When I was 13 or so and just starting to get pretty hard-core into fantasy, I remember my mom borrowing The Mists of Avalon from the library to read. It seemed like it was always in a place of honor at the library - I was constantly noticing it and wondering about it. When my mom brought it home I grilled her with great curiosity, but received tepid feedback; something to the tune of "oh, it's not really worth the time" or "you probably wouldn't like it." Given my reverence for my mom's opinions, I shrugged and never thought twice about it.
Years later, Mists of Avalon comes onto my radar as part of NPRs top 100 fantasy and sci-fi novels. I decide that regardless of teenage experiences, it is probably pillar of fantasy I should have read - and frankly after reading Mary Stewart's The Crystal Cave, I'm looking for some Arthurian Legend that's a little better (I was only middlingly impressed by Crystal Cave). So I pick up Avalon, and discover that my mother is quite clever - what better way to keep a 13-year-old from getting over her head in sex and mature themes than by feigning indifference? Well played!
Anyway, I digress. Mists of Avalon is a re-telling of Arthurian legend over 70-years that are best well known - that is to say, from about the time Uther hooks up with Igraine until the end of Arthur's reign. For an added twist, the story is told entirely from the perspective of the women of the legend - primarily Morgaine (Morgana le Fay) but also Igraine, Guinevere, and others. After finishing the book I delighted in reviewing Arthurian legend (something I've never before taken much interest in) on wikipedia and comparing how Bradley interpreted the core events of the tales.
Mists of Avalon is not a page turner - it is sedate and composed; it never rushes or hurries, but likewise it never lags.
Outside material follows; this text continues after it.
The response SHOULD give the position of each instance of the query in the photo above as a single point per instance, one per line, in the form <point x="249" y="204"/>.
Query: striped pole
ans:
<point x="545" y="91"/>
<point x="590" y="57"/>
It has pulses and crescendos, but never races towards one event or another. It reads very much like life, with passions and tragedies, but also with the every day. The characters are all incredibly real, an effortless mix of good and well-meaning tempered with jealousy and flaws. There aren't really any villains in the book; you can understand why each character takes the actions they do, and it's always perfectly reasonable (be it inspired by envy or misunderstanding or a hope that they are Doing the Right Thing).
I would not have appreciated this book at 13, and 15 years later I feel like I can only appreciate it in part. I think this is one I might need to revisit in 30 years when I have more life experiences under my belt. On this reading it was engaging and moving, but I can see where it would move me more when I've had more applicable experience (motherhood (or not), growing old, etc). I'm also... not entirely sure how this book would be received by a male audience. I feel like any comment I make is going to raise hackles, so maybe I'll just push it on JD and see what he thinks (though given his reaction to the delicious Victorian drama Tooth and Claw, I have some idea of how that will go).
My goodness - I had a lot to say about Avalon! I still have a lot in my head, honestly; it was a very thought-provoking read, and I have the great and overwhelming desire to go read Once and Future King now. Arthurian Legend Obsession - Go!